Background information
- Born: 24 May Sidcup, Kent, England
- Genre: Rock
- Instruments: Bass; vocals; keyboards; guitar;
- Years active: 2002–present

= Iwan Gronow =

British musician

Iwan Gronow (born 24 May) is a British musician, writer and producer. A bass guitarist, he has previously been a member of Haven and Mutineers. Since 2013, he has been a member of Johnny Marr's band, which he joined with Haven drummer Jack Mitchell. He also formed Sea Fever in 2020.

== Career ==
Gronow appeared on the Mutineers' sole album, 2010's Friends, Lovers, Rivals, and on both albums by Haven: Between the Senses (2002) and All for a Reason (2004).

He has appeared on five releases by Johnny Marr: studio albums Playland (2014), Call the Comet (2018), Fever Dreams Pts. 1-4 (2022) and live albums Adrenalin Baby (2015) and Look Out Live! (2025).

2020 saw Gronow become one of the founding members of Sea Fever, a collaboration between Beth Cassidy of Section 25, Tom Chapman of New Order, Phil Cunningham, also of New Order, and drummer Elliot Barlow. The band debuted their single "Crossed Wires" (a song featuring New Order drummer Stephen Morris) in October 2020 and the song has also been featured on Chris Hawkins's BBC 6 Music morning radio show. Their debut album is expected in the summer of 2021.

Gronow's debut solo single "In the Mire" was released on 13 September 2019. A second single, "Second Guess", was released on 22 November. "Highest Symbol" became the third single in April 2020.

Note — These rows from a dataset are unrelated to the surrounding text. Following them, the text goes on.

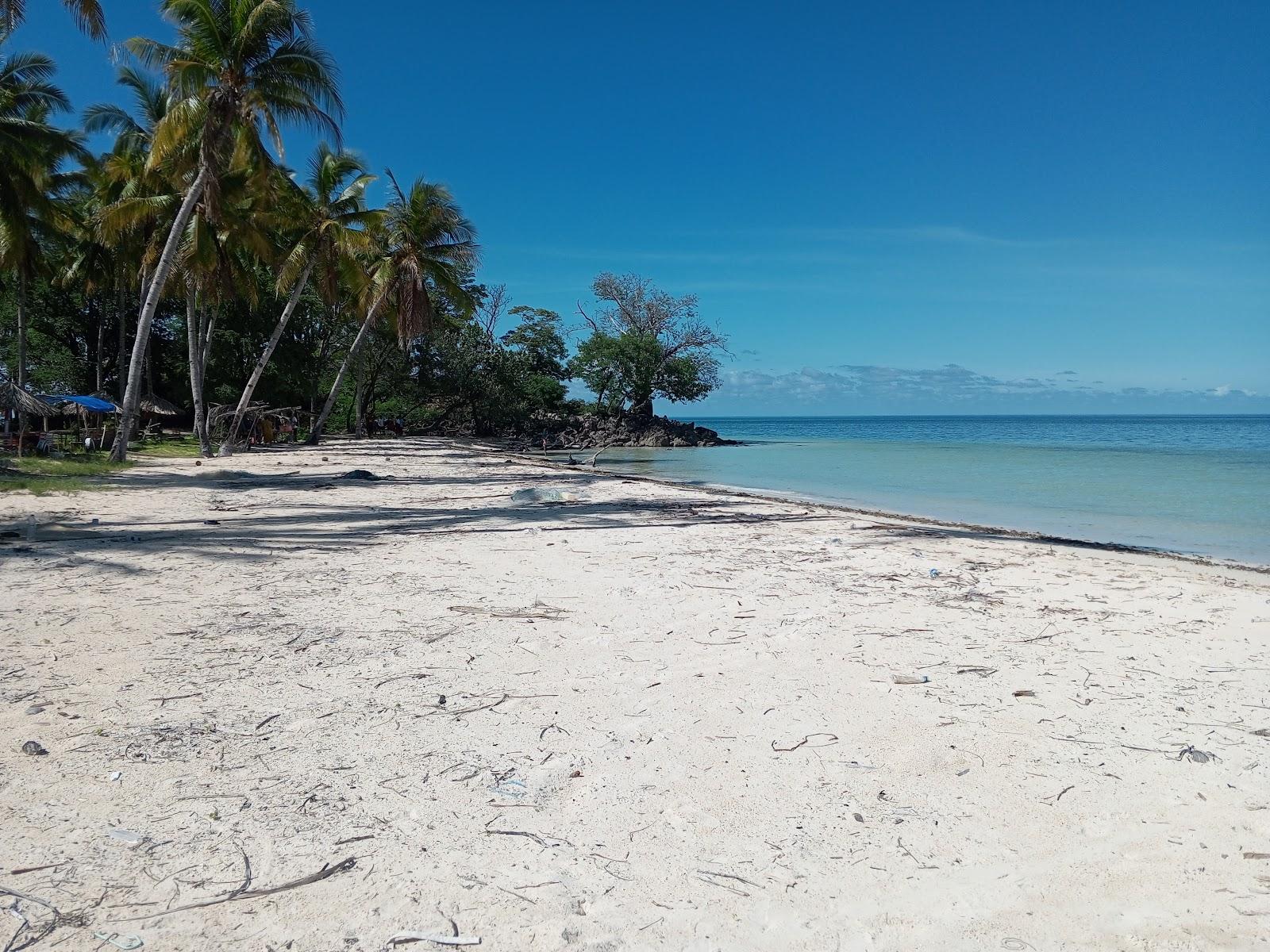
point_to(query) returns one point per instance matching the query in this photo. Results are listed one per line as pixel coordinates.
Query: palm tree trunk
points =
(22, 332)
(206, 325)
(22, 355)
(228, 446)
(120, 302)
(315, 435)
(133, 395)
(196, 367)
(360, 400)
(101, 342)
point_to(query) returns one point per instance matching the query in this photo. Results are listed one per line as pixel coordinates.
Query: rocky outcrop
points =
(596, 432)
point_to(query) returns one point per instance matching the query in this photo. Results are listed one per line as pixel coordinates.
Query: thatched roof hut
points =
(156, 405)
(14, 397)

Gronow's debut EP, Out on a Limb, was released on 2 October 2020. It includes the three singles above, plus three new tracks: "Lesser Known", "Out on a Limb" and "On the Mind". "On the Mind" dates back to Gronow's very first attempt at singing and writing lyrics.

Gronow's bass guitar is a 1970s Fender Precision.

==Personal life==
Originally from Sidcup, Kent, Gronow moved St Just in Penwith, Cornwall, when he was three years old. He moved north to Manchester in 2001.

Gronow married his partner, Lauren, in Mauritius on 25 May 2017. They had a child together in 2021.

He has named his favourite record as being Fun House by the Stooges.